Nicht jedes Frühjahr zeigt sich an allen Seen gleich ergiebig im Bezug auf die Fangausbeute. Ich habe festgestellt dass besonders die flachen Seen die ich regelmäßig befische, nur dann konstant funktionieren, wenn die Fische mit nichts anderem beschäftigt sind, als mit der Suche nach Futter.

 

(Bei diesem Fang war meine Freude besonders groß!)

 

(Ein perfekter Zeiler, ein sehr alter Fisch.)

 

(Die andere Seite ist ebenfalls perfekt.)

 

Besonders dann, wenn die Wassertemperaturen im Frühjahr über die 15°C Marke des Thermometers klettern, wird es in unseren flachen Seen teilweise recht schwierig die Karpfen zu fangen. Ich habe festgestellt, das es besonders an der parallel zur Wassertemperatur ansteigenden Laichbereitschaft der Karpfen liegt, das diese in den Monaten April, Mai, Juni teilweise extrem schwer zu fangen bzw. zu lokalisieren sind.
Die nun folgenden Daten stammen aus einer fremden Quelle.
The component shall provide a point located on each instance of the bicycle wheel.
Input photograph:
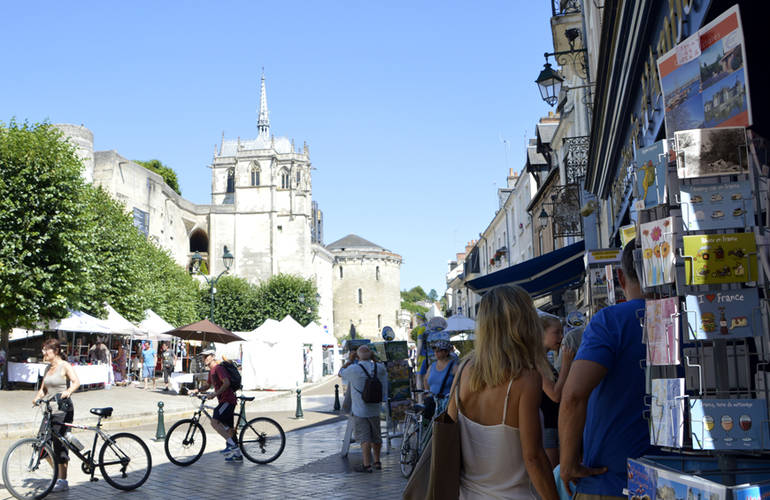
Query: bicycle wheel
(409, 447)
(30, 469)
(185, 442)
(262, 440)
(125, 461)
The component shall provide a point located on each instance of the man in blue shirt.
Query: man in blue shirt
(603, 398)
(366, 416)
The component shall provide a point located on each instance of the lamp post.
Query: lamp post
(227, 259)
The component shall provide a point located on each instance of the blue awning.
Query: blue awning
(539, 276)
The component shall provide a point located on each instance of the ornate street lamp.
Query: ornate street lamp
(227, 260)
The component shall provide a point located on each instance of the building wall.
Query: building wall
(379, 297)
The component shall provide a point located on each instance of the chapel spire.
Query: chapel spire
(264, 116)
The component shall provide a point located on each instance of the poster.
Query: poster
(709, 152)
(704, 79)
(717, 206)
(657, 239)
(720, 258)
(732, 313)
(667, 412)
(661, 325)
(729, 424)
(650, 176)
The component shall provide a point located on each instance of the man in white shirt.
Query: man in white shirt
(366, 416)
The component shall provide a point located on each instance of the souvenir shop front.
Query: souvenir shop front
(679, 152)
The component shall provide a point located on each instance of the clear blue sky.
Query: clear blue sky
(404, 104)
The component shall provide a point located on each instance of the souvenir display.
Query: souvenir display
(667, 412)
(720, 258)
(717, 206)
(725, 424)
(704, 80)
(709, 152)
(661, 325)
(722, 314)
(657, 239)
(650, 184)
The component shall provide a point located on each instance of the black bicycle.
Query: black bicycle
(261, 439)
(30, 467)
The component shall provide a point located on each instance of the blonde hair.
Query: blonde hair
(509, 338)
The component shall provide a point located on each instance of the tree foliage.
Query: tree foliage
(168, 174)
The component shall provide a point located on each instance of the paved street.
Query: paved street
(310, 466)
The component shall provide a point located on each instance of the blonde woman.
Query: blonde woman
(497, 405)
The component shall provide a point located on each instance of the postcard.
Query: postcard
(650, 176)
(667, 412)
(657, 239)
(717, 206)
(720, 258)
(708, 152)
(733, 313)
(661, 325)
(729, 424)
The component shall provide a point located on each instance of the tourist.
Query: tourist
(60, 380)
(602, 405)
(497, 402)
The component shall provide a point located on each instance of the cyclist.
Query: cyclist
(222, 420)
(59, 375)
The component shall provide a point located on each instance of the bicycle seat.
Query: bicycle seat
(102, 412)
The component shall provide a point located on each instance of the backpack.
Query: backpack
(233, 374)
(372, 392)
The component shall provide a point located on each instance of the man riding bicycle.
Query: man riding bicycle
(223, 418)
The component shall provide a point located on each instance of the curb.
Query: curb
(29, 429)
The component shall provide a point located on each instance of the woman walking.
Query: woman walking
(60, 379)
(497, 403)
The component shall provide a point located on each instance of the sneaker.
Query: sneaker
(61, 485)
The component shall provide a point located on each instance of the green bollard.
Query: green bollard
(160, 432)
(298, 414)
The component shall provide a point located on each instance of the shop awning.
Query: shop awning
(543, 274)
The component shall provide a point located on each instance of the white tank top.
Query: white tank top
(493, 465)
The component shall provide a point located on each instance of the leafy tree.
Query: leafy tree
(287, 294)
(41, 267)
(168, 174)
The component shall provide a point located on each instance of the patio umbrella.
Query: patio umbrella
(205, 331)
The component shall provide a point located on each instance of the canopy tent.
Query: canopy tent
(541, 275)
(459, 323)
(154, 325)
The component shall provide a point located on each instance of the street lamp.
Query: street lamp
(227, 259)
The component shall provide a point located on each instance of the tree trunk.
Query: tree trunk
(5, 334)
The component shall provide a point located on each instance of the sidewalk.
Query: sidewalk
(132, 407)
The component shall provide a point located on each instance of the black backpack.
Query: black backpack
(233, 374)
(372, 392)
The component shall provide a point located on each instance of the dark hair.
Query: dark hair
(54, 345)
(627, 261)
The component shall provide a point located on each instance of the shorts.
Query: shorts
(550, 437)
(367, 429)
(223, 413)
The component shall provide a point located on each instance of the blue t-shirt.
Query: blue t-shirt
(615, 428)
(148, 355)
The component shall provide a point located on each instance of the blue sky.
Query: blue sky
(404, 105)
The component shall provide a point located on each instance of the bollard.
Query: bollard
(298, 413)
(160, 432)
(337, 397)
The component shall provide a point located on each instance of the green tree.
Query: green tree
(42, 269)
(286, 294)
(168, 174)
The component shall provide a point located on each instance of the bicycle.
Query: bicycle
(186, 440)
(30, 467)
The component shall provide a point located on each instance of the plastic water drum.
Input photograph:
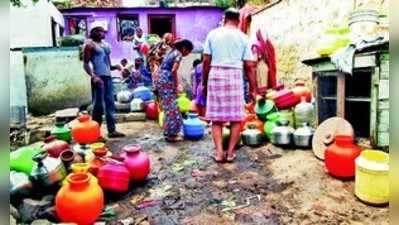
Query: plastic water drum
(372, 177)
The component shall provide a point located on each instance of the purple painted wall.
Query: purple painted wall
(192, 23)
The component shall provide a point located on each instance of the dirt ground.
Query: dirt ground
(266, 185)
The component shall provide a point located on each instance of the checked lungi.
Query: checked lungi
(225, 98)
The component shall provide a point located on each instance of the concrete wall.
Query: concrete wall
(193, 23)
(55, 80)
(296, 26)
(30, 25)
(17, 80)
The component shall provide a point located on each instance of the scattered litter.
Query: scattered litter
(127, 221)
(160, 193)
(136, 199)
(108, 214)
(234, 207)
(146, 204)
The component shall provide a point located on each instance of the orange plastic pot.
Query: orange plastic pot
(80, 201)
(340, 157)
(248, 118)
(85, 131)
(301, 91)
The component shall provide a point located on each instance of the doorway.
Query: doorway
(161, 24)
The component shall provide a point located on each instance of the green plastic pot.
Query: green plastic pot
(271, 122)
(263, 108)
(21, 159)
(61, 132)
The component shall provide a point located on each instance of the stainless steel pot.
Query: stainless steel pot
(252, 136)
(49, 171)
(282, 133)
(303, 136)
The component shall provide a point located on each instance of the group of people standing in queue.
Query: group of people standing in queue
(218, 80)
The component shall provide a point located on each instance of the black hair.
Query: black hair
(196, 62)
(179, 44)
(232, 14)
(94, 32)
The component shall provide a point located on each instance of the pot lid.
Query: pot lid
(264, 106)
(273, 116)
(329, 127)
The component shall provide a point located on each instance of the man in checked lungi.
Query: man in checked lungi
(227, 53)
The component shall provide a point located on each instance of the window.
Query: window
(127, 25)
(77, 25)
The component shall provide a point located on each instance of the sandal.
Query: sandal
(231, 159)
(217, 160)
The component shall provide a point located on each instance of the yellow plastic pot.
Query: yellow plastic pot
(372, 177)
(184, 103)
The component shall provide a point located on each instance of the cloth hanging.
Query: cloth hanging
(266, 49)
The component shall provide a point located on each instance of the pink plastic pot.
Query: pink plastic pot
(114, 176)
(137, 162)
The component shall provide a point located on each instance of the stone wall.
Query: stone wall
(295, 26)
(55, 80)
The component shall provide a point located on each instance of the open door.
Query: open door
(161, 24)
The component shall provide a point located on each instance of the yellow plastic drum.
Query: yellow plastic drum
(372, 177)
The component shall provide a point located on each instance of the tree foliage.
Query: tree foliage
(18, 3)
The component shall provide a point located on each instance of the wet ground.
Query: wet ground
(266, 185)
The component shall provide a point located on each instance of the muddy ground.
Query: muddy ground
(266, 185)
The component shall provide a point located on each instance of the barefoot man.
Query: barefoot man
(227, 53)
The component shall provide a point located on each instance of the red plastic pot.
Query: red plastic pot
(79, 201)
(151, 111)
(137, 162)
(340, 157)
(85, 130)
(284, 98)
(54, 147)
(114, 176)
(98, 160)
(301, 91)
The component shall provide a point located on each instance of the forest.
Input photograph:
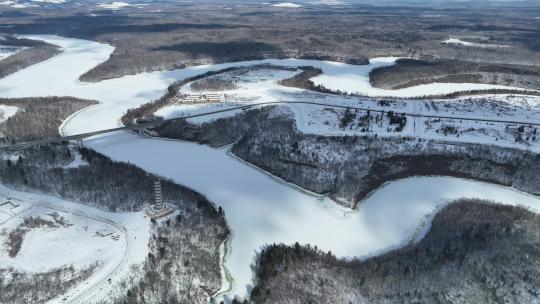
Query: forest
(38, 117)
(184, 259)
(36, 51)
(475, 252)
(268, 138)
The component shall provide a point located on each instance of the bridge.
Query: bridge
(143, 127)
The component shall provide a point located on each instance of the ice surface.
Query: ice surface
(259, 210)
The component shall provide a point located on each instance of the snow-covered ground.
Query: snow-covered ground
(261, 211)
(258, 209)
(6, 112)
(6, 51)
(114, 5)
(473, 44)
(287, 5)
(262, 86)
(115, 241)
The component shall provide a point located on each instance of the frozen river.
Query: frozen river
(259, 209)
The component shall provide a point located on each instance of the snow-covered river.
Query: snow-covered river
(259, 209)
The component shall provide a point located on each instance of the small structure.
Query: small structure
(159, 209)
(10, 203)
(198, 98)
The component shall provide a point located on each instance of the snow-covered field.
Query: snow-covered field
(258, 209)
(114, 5)
(287, 5)
(6, 112)
(261, 86)
(473, 44)
(6, 51)
(115, 241)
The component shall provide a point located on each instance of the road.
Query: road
(154, 124)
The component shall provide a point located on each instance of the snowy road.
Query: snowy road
(78, 243)
(259, 210)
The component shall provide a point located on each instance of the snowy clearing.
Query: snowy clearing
(287, 5)
(259, 210)
(114, 5)
(115, 241)
(6, 112)
(472, 44)
(6, 51)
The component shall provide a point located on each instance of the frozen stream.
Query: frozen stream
(259, 209)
Flache Seen mit vielen Buchten entwickeln ihre Wasservegetation jedes Frühjahr anders.

 

(Futter mit dem ich trotz widriger Umstände stets gut gefangen habe.)

 

(Green Granada mögen die Karpfen sehr)

 

Es kommt ganz auf die vorherrschende Windrichtung an, wo sich Wasserpflanzen schneller entwickeln. Da sich die Karpfen gerne an den Wasserpflanzen sammeln, ist Bucht nicht gleich Bucht. Buchten die im Vorjahr extrem fängig waren, bringen ein Jahr später manchmal kaum Fisch. Daher ist es immer wieder wichtig die Fische zu finden und sich nicht auf die Routine zu verlassen. Ist das Wasser extrem trüb und die Karpfen zeigen sich nicht, kann es extrem schwierig werden die Fische zu finden.

 

(Ich fing auch ein paar Schuppis, über die ich mich sehr freuen, denn die sind bei uns in der Ecke eher selten)

 

(Markanter Schuppendreher..)

 

Dann macht nur Versuch und häufiges Moven klug. Aber was wenn man in einer eigentlich fängigen Bucht sitzt, aber die Karpfen einfach keinen Hunger haben? Dann movt es sich schnell wieder hinaus aus der Bucht, weg von den Karpfen. Das Frühjahr ist kompliziert...

 

(Der Wind drehte auf Fang)

 

(Aber auch gute Spiegler konnte ich einige fangen...)

 

(Starker warmer Wind trieb mir die Karpfen in die Bucht)

 

(Dieser Karpfen war noch voll mit Laich und brachte einige Kilos auf die Waage...)

 

(Toller Spiegler)

 

(Die andere Seite.)

 

(Mein Cousin begleitete mich ein Wochenende und konnte seinen neuen PB fangen)

 

(Green Granada Boilies und die dazu passenden PopUps sind eine fängige Kombination)

 

(Der Gegenspieler "Dickenmittel" funktioniert an unseren Seen auch super.. )

 

(Das Ergebnis eines fängigen Morgens)

 

(Big "Dickenmittel" Mama!)

 

(Das hatte sich gelohnt!)

 

(Der Wind drückte die Dicken in die Bucht)

 

(Gerne fotografiere ich die Fänge von beiden Seiten, dann erkenne ich sie später besser wieder, wenn sie erneut gefangen werden..)

 

(Auch dieser Fisch ist ein alter Schilfbewohner..)

 

(Beide Seiten des Karpfens sind geschmückt mit feinen Schuppen)

 

(Meine Banane voll beladen)

 

(Auch dieser Fisch hatte es in sich)

 

(Er hatte sich das Dickenmittel wohl schmecken lassen.)

 

Möglicherweise suggeriert die Dichte der Fotos etwas anderes, aber ich habe für die Fische einiges an Zeit investieren müssen. In den Kescher geschwommen ist mir von selbst keiner.

 

Jetzt hoffe ich auf einen konstanten Sommer!